Hands-Free Cell Phone Required While Driving. Oregon's new law prohibiting cell phone use while driving (except for hands-free) went into effect January 1, 2010. While there are exceptions to the law for employees who must drive for business, we strongly recommend that employer handbook policies still ban texting and cell phone use while driving. In emergency situations or business necessity, require all calls to be made with a hands-free device. The public has been bombarded with research and other data on distracted drivers. Employers who facilitate or even encourage distracted driving while on company business will face lawsuits for any ensuing injuries.

Employers Must Accommodate Religious Practices and Observances. Effective January 1, 2010, Oregon employers must more extensively accommodate their employees' religious practices. The new law requires employers allow their employees to use vacation time or other leave available to the employee to engage in religious practices or observances. The law also makes it an unlawful employment practice to restrict employees from wearing religious clothing, taking time off for a holy day, or taking time off to engage in a religious observance or practice. There is an exception if the requested accommodations create an undue hardship on the employer. The new law contains one occupation-specific exception: public school teachers are prohibited from wearing religious dress while at work. We recommend employers update handbooks to reflect this law.

Oregon Insurance Division Extends State Continuation. [COBRA Subsidy Extension] On December 21, 2009, President Obama signed legislation extending the amount of time involuntarily terminated employees will receive the 65% subsidy for COBRA continuation coverage. The American Recovery and Reinvestment Act (ARRA) provided for nine months of the 65% subsidy. However, under recently passed legislation, involuntarily terminated employees will receive the subsidy for an additional six months (from nine months to 15 months).

The legislation also extended the deadline for terminated employees to qualify for the COBRA subsidy program. When ARRA was enacted, the subsidy only applied to those who were involuntarily terminated between September 1, 2008 and December 31, 2009. However, with passage of the new legislation, now the subsidy will apply to those who are involuntarily terminated between September 1, 2008 and February 28, 2010.

Similarly, on December 22, 2009 Oregon adopted temporary rules which made the same changes to Oregon's "comparable" continuation coverage. Oregon's state program applies to employers with less than 20 employees whereas federal COBRA applies to employers with 20 or more employees. For state continuation coverage, either the employer or the insurer provides the 65% subsidy and recovers the payment through a credit against their payroll tax liabilities. Plan sponsors (usually the employer) must give notice to their terminated employees who qualify for these benefits and ensure that the payments are made in a timely manner.

Washington's New Domestic Partner Law. Effective December 3, 2009, domestic partnerships registered with the state are now provided essentially the same legal standing as married couples in the state of Washington.
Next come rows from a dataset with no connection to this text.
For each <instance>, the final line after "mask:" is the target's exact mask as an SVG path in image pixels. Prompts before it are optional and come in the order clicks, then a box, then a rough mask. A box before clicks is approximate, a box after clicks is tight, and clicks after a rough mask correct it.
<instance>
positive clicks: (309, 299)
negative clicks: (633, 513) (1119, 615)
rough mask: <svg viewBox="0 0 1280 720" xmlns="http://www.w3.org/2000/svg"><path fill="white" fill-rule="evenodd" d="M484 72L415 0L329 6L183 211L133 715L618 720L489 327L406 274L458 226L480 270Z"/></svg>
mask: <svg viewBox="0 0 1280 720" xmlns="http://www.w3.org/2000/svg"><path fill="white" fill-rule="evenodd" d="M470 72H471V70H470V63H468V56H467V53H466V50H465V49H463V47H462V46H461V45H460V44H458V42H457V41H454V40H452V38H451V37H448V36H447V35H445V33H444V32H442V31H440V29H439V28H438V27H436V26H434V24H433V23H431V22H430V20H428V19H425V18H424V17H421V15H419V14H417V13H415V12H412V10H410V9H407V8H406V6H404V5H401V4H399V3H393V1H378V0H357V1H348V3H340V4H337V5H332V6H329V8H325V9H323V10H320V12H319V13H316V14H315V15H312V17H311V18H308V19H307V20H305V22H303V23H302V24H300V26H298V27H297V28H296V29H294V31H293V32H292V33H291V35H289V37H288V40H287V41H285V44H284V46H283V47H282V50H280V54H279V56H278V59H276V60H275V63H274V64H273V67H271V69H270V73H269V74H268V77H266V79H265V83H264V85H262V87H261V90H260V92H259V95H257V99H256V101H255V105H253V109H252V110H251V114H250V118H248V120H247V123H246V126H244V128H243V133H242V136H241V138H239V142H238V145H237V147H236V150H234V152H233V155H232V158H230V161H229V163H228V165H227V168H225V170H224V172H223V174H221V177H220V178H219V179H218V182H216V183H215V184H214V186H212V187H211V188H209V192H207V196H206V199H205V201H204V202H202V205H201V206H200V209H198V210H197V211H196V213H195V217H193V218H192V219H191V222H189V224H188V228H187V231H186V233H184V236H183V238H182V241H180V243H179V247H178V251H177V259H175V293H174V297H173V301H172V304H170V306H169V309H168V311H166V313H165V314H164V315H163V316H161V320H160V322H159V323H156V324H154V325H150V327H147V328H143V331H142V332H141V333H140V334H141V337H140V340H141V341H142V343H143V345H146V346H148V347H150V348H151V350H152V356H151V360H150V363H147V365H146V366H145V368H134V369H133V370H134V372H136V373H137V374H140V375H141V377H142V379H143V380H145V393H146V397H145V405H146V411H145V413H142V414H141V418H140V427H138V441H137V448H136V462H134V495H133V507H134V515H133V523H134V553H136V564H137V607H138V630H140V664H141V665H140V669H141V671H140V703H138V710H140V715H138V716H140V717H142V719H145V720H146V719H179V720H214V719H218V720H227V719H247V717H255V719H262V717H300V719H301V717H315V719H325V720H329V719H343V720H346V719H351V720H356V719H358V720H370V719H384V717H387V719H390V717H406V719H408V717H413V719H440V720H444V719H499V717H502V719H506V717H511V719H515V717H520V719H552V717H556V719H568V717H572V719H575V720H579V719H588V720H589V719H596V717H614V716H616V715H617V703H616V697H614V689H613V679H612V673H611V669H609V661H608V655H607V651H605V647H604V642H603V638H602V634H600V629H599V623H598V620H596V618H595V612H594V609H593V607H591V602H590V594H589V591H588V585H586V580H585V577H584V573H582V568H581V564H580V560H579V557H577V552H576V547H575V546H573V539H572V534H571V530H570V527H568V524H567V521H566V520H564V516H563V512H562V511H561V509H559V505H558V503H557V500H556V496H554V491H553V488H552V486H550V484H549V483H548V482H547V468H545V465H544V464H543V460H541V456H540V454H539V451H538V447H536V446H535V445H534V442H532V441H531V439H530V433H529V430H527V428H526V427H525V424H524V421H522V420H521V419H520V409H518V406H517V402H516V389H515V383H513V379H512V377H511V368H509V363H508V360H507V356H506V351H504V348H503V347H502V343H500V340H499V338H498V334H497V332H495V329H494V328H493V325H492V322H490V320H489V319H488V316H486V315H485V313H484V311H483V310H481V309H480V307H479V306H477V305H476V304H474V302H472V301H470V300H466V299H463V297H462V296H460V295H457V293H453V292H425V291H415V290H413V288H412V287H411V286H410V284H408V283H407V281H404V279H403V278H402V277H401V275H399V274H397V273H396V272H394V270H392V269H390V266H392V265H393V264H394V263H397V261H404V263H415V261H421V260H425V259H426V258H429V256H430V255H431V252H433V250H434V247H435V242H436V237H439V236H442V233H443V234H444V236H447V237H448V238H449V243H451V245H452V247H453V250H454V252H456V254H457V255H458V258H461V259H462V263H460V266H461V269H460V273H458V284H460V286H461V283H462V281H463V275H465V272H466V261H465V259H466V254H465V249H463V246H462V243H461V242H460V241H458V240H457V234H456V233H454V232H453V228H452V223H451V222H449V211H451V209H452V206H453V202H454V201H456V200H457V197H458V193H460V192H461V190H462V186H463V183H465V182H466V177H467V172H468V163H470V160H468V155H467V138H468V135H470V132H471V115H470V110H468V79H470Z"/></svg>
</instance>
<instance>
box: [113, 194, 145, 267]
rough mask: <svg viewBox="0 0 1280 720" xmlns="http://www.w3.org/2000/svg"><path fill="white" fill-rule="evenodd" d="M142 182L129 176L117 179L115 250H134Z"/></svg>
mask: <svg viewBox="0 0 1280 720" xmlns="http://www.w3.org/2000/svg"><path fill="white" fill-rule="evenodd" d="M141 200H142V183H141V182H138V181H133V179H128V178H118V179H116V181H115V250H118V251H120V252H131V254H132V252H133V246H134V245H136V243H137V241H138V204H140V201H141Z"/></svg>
Therefore, employers' policies, practices and benefit programs must be the same for married spouses as for registered domestic partners. The law covers state-registered same sex domestic partners and also covers state-registered opposite sex couples where one partner is over the age of 62. Employers who have employees in Washington must review their policies and benefit programs to determine whether any changes are needed to comply with the law. Laws such as the Washington Family Leave Act, the Washington Military Family Leave Act, and the Washington Family Care Act are now extended to include registered domestic partners and employers may need to provide additional insurance and retirement benefits to registered domestic partners.